Electricity Calculator
W
8
30
$
Monthly Cost$2.88
Monthly kWh24.00
Annual Cost$34.56
Every appliance has a wattage rating, and turning that rating into a real dollar figure on your power bill comes down to how long you run it and what your utility charges per kilowatt-hour. This calculator converts an appliance wattage and usage schedule into the energy it consumes in kilowatt-hours, then multiplies by your rate to show the monthly cost and the annual cost of leaving that device running.
Formula
monthly kWh = (watts × hours/day × days/month) ÷ 1000; monthly cost = kWh × rate; annual = monthly × 12
- watts
- Appliance power draw in watts
- hours/day
- Hours the device runs each day
- days/month
- Days per month the device is used
- rate
- Electricity price per kilowatt-hour in your currency
How it works
- Enter the appliance power draw in watts, how many hours per day you run it, and how many days per month it is in use.
- Multiply watts by hours and days, then divide by 1,000 to convert watt-hours into kilowatt-hours (kWh) consumed per month.

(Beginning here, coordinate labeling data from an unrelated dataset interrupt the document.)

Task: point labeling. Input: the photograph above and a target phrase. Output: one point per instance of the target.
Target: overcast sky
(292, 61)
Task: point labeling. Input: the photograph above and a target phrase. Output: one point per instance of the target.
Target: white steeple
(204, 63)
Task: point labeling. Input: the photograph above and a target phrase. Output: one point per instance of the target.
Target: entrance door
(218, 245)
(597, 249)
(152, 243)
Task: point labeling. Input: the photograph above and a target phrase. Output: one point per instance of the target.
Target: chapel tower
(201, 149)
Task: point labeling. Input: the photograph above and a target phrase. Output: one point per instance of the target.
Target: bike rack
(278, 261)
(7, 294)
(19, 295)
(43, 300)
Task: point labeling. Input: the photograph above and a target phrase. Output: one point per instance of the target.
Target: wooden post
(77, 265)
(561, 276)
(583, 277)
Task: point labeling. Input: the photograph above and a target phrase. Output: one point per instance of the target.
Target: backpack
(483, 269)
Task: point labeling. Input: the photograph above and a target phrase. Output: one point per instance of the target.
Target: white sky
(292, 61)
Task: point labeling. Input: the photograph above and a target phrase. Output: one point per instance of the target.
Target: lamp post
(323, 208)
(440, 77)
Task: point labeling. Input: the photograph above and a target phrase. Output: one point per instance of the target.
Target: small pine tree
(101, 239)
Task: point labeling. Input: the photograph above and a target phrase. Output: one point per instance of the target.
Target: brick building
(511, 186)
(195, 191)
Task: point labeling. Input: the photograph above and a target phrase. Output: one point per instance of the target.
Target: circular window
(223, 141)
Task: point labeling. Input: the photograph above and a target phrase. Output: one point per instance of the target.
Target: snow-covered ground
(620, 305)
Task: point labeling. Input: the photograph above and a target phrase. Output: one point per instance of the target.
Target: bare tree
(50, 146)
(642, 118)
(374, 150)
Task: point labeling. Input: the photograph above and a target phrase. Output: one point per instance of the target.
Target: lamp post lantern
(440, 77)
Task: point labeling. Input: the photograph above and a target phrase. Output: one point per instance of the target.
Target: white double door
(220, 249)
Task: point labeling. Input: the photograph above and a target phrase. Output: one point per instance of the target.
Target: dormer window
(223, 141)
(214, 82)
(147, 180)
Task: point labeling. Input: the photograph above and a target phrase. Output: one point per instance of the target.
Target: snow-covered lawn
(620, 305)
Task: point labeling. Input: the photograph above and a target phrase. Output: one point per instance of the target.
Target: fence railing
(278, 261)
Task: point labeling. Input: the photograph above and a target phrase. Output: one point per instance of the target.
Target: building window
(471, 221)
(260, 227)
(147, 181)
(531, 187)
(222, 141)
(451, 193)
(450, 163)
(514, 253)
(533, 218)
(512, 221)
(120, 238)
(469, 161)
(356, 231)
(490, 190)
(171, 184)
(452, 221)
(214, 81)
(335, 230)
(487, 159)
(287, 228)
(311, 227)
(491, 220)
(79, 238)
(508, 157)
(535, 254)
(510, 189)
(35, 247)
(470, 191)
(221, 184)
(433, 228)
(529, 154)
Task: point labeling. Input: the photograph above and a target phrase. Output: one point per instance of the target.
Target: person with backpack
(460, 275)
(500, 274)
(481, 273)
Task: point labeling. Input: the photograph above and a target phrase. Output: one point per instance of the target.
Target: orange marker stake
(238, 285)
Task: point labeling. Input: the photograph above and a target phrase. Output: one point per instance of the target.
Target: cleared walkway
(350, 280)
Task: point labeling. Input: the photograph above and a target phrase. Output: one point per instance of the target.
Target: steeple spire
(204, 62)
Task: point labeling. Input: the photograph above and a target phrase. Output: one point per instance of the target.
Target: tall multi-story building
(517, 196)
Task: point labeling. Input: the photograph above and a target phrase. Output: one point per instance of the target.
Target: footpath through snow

- Multiply the monthly kWh by your cost per kWh to get the monthly bill impact, and multiply that by 12 for the annual cost.
Worked example
A 100 W device run 5 hours a day, 30 days a month, at $0.15 per kWh.
- Monthly energy = (100 × 5 × 30) ÷ 1000 = 15,000 ÷ 1000 = 15 kWh.
- Monthly cost = 15 × $0.15 = $2.25.
- Annual cost = $2.25 × 12 = $27.00.
15 kWh per month costing $2.25, or $27.00 per year.
Frequently asked questions
- Where do I find an appliance wattage?
- Check the label or nameplate on the device, the manufacturer specifications, or a plug-in power meter. If only volts and amps are listed, multiply them (watts = volts × amps) to get the wattage.
- What is a kilowatt-hour?
- A kilowatt-hour (kWh) is the energy used by a 1,000-watt load running for one hour, and it is the unit utilities bill by. Running a 100 W device for 10 hours uses exactly 1 kWh (100 × 10 ÷ 1000).
- Does this include standby or phantom power?
- Only if you account for it. The calculator uses the wattage and hours you enter, so for devices that draw power on standby, add those idle hours at the lower standby wattage as a separate estimate.
- Why is my actual bill higher than this estimate?
- Real bills include fixed connection fees, taxes, tiered or time-of-use rates, and many appliances running at once. This tool isolates the cost of a single device, so it shows that device share, not your whole bill.